The COVID-19 pandemic has resulted in historic challenges for hospitals and health systems and the communities they serve. Data from Johns Hopkins University show that at the end of January 2021, there were over 26 million confirmed COVID-19 cases and nearly half a million reported deaths from COVID-19 in the United States alone.1 Meanwhile, COVID-19 hospitalization rates have surged, and in many states, hospital intensive care unit bed utilization rates are near capacity.2 Hospitals have never experienced such a widespread, national health crisis.
The surging number of cases and hospitalization rates have directly impacted the U.S. health care system and its ability to continue to provide access to care. The pandemic has put severe financial pressure on hospitals, including, but not limited to: the astronomical costs of preparing for a surge of COVID-19 patients; added expenses due to supply chain and labor market disruptions; months of essential hospital revenue being erased due to the combination of a forced shutdown and slowdown of regular operations for nonemergent care; and the high cost of treating COVID-19 cases, which tend to be incredibly resource intensive.
In a pair of reports released in May and June of 2020, the AHA projected that hospitals’ and health systems’ financial losses would amount to at least $323.1 billion through the end of 2020.3 Losses on that scale have seriously threatened hospitals’ and health systems’ financial sustainability. At the start of 2021, those same financial challenges persist for America’s hospitals and health systems, with more financial losses expected.
Congress provided relief funds to hospitals and health systems in an effort to mitigate these financial losses. The government so far has allocated a total of $178 billion in Provider Relief Funds to all providers. However, although the financial challenges persist, the Provider Relief Fund is now nearly exhausted. The Department of Health and Human Services has made a number of distributions from the fund, totaling approximately $148.4 billion so far.4
In addition, as part of COVID-19 relief legislation passed in December, Congress directed that 85% of unobligated balances in the Provider Relief Fund would be used to assist health providers with COVID-19-related losses incurred through March 31, 2021. After that disbursement, only $4.4 billion of the Provider Relief Fund will be available for distribution based on the amounts disclosed by HHS (see table below).

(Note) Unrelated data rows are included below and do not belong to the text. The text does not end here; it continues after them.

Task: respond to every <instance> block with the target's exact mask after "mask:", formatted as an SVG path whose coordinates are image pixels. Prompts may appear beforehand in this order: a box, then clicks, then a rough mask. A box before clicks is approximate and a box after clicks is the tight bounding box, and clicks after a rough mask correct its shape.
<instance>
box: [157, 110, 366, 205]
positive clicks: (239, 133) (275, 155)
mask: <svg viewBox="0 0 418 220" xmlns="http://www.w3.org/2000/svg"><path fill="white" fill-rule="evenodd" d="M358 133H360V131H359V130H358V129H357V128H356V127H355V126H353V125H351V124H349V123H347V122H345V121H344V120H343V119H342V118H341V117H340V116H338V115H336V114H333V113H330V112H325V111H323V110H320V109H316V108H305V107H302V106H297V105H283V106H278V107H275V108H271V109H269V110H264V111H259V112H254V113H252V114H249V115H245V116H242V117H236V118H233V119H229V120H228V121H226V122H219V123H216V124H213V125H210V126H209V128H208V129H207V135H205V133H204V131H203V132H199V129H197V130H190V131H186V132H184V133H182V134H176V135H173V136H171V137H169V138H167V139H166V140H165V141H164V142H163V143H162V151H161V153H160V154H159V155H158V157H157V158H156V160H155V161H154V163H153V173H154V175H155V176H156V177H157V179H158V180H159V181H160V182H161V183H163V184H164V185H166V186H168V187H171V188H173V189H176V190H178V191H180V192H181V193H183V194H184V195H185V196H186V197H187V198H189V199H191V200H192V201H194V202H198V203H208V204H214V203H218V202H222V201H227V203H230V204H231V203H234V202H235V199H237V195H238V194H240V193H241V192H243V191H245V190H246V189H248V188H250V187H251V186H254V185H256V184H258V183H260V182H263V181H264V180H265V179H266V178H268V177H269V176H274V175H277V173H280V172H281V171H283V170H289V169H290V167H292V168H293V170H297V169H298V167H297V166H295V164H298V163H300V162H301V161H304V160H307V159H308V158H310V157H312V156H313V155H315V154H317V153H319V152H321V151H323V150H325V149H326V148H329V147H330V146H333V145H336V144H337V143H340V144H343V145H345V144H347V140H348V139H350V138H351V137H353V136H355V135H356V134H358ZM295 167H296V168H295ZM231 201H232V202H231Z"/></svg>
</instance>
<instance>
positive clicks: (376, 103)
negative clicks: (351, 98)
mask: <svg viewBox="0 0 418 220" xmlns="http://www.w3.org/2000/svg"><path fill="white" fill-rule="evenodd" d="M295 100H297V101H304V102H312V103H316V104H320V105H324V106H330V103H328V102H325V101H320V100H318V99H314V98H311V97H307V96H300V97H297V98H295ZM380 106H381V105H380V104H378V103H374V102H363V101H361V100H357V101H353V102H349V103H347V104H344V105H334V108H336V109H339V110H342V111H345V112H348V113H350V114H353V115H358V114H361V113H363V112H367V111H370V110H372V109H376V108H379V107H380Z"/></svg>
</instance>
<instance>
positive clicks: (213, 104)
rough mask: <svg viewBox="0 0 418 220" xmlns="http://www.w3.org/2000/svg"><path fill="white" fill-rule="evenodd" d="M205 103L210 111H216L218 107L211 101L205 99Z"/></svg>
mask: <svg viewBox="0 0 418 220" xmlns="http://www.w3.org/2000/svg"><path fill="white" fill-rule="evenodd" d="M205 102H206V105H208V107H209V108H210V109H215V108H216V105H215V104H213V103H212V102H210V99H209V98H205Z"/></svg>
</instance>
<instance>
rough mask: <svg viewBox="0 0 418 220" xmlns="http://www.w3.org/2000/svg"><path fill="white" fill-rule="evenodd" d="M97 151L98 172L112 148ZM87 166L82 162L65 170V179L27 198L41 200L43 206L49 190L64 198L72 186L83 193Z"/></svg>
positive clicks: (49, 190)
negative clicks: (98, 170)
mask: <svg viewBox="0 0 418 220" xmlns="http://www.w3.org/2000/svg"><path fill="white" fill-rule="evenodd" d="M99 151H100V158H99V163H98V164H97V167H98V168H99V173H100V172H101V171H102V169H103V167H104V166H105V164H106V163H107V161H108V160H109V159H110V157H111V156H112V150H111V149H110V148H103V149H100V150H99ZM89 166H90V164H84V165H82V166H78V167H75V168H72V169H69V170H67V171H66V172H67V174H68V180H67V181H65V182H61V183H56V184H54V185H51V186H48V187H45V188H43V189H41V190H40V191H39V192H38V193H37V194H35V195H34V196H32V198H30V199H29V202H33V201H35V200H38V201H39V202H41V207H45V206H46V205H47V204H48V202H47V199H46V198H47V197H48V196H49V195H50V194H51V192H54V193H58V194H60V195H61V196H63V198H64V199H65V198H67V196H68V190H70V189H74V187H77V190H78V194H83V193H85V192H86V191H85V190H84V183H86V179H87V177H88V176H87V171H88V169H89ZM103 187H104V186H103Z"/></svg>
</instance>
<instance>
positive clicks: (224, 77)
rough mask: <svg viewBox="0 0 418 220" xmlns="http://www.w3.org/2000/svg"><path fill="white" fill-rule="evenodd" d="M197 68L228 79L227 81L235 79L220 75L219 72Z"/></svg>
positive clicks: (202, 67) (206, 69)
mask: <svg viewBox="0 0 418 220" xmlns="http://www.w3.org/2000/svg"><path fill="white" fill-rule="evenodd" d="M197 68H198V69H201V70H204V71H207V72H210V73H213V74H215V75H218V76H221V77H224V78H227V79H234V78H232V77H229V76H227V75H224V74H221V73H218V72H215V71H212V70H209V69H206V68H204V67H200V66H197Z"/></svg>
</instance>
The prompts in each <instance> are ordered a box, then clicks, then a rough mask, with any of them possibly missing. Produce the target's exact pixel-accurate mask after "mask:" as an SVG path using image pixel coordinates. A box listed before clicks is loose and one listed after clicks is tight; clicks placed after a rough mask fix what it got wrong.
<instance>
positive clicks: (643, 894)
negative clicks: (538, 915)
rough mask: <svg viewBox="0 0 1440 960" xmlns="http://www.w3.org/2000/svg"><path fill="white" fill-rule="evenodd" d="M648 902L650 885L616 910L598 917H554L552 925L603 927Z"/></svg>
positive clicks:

Given the ongoing nature of the pandemic, the losses providers have seen over the last 10 months, and the anticipated future losses and additional costs, the AHA urges Congress to make available more funding for the Provider Relief Fund, as well as additional funding to support efforts to bolster vaccine administration, enhanced testing and other priorities that support our nation’s hospitals and health systems preserve access to care for communities across America.
- Center for Systems Science and Engineering (CSSE) at Johns Hopkins University. COVID-19 Dashboard. coronavirus.jhu.edu/map.html.
- HHS Protect Public Data Hub. State Representative Estimates for Hospital Utilization. protect-public.hhs.gov/.
- AHA. Hospitals and Health Systems Continue to Face Unprecedented Financial Challenges due to COVID-19. June 2020. www.aha.org/press-releases/2020-06-30-new-aha-report-losses-deepen-hospitals-health-systems.
- Note: Providers must attest that they meet the conditions laid out by HHS when receive a distribution. There is often a significant lag between the announcement of distributions by HHS, the attestation of funds and the public reporting of payments of those final payments by HHS.
- HHS CARES Act Provider Relief Fund General Information. www.hhs.gov/coronavirus/cares-act-provider-relief-fund/general-information/index.html.
- H.R. 133 required that “not less than 85 percent of (i) the unobligated balances available as of the date of enactment of this Act, and (ii) any funds recovered from health care providers after the date of enactment of this Act, shall be for any successor to the Phase 3 General Distribution allocation to make payments to eligible health care providers based on applications that consider financial losses and changes in operating expenses occurring in the third or fourth quarter of calendar year 2020, or the first quarter of calendar year 2021, that are attributable to coronavirus.”